BioMarin's PKU drug meets primary goal in phase 3, but falls short on secondary endpoints
- BioMarin's daily injectable drug for the rare, genetic disease phenylketonuria (PKU) hit its primary endpoint but failed to meet important secondary goals, the company said on Monday. The drug, pegvaliase, significantly lowered phenylalanine (Phe) levels by 62%. However, it failed to generate improvement in patients' attentiveness or mood.
- Patients with PKU lack the enzyme that breaks down Phe. As a result, the body becomes overloaded, leading to intellectual disability and other neurological problems if not properly treated.
- BioMarin intends to file by the end of the year, but is seeking guidance from the FDA as it prepares its submission.
BioMarin also makes the only currently approved treatment for PKU. That treatment, Kuvan, is an oral therapy intended to be used with a protein-restricted diet. When patients follow the Kuvan-based regimen, Phe levels decline by 40% to 50%. Yet there is a medical need for another therapy.

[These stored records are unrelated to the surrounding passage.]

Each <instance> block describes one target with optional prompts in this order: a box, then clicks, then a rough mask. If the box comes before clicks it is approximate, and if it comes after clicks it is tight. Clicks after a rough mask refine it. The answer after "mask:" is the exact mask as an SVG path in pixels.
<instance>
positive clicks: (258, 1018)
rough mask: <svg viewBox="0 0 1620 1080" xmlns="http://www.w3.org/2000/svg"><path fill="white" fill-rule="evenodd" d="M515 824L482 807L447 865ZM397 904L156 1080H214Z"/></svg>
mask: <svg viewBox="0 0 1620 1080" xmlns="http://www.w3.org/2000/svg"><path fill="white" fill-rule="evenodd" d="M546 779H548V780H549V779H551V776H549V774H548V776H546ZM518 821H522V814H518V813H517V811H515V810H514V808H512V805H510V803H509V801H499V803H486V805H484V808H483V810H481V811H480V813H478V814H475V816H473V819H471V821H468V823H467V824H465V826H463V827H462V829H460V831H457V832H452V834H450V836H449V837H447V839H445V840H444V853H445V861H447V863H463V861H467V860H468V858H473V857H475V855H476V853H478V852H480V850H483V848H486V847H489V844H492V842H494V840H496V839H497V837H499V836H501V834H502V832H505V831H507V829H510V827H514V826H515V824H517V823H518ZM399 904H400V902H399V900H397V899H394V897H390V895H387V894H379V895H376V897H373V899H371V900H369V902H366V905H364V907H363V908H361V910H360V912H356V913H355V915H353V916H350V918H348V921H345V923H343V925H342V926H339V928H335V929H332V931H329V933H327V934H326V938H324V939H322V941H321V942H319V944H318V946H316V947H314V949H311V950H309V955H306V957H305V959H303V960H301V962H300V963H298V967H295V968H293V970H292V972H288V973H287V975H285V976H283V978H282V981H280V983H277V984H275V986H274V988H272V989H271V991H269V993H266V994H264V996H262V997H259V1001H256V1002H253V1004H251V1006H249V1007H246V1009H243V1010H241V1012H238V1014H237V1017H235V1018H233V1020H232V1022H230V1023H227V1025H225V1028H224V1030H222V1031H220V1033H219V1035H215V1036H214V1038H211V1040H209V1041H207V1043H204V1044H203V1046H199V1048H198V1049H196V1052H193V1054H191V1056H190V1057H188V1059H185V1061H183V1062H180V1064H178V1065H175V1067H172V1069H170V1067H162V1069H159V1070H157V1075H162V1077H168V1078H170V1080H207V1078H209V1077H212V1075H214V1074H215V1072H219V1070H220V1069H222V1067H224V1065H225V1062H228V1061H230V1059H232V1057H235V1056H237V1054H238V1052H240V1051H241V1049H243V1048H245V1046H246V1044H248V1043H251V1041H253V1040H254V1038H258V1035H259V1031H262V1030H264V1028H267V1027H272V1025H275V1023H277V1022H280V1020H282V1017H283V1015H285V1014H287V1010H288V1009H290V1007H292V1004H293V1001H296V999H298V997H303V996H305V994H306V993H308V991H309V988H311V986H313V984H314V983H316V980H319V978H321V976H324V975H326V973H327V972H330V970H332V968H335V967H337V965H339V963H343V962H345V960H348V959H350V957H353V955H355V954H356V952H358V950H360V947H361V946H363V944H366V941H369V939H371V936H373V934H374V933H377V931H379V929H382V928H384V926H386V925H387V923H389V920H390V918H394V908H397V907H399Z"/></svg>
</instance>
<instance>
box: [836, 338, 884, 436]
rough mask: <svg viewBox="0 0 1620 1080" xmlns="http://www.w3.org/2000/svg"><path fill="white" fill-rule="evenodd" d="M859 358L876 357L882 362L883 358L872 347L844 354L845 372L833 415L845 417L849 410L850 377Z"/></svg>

With pegvaliase, the aim is to lower Phe but without also requiring a restricted diet and proten intake. Despite hitting the primary endpoint in the study, the phase 3 results were not encouraging in terms of the effect on attentiveness and mood.
However, longer term follow-up through 41 weeks did show improvements in attentiveness and mood and may be the key to getting a positive response from regulatory authorities. A positive response from the FDA would brighten up what has been a tough several months for BioMarin, after the FDA rejected its drug Kyndrisa for treatment of Duchenne's muscular dystrophy in January.
On the bright side, Kyndrisa is still under review in the E.U. and could win approval in that market, as BioMarin waits on pegvaliase in the U.S. market.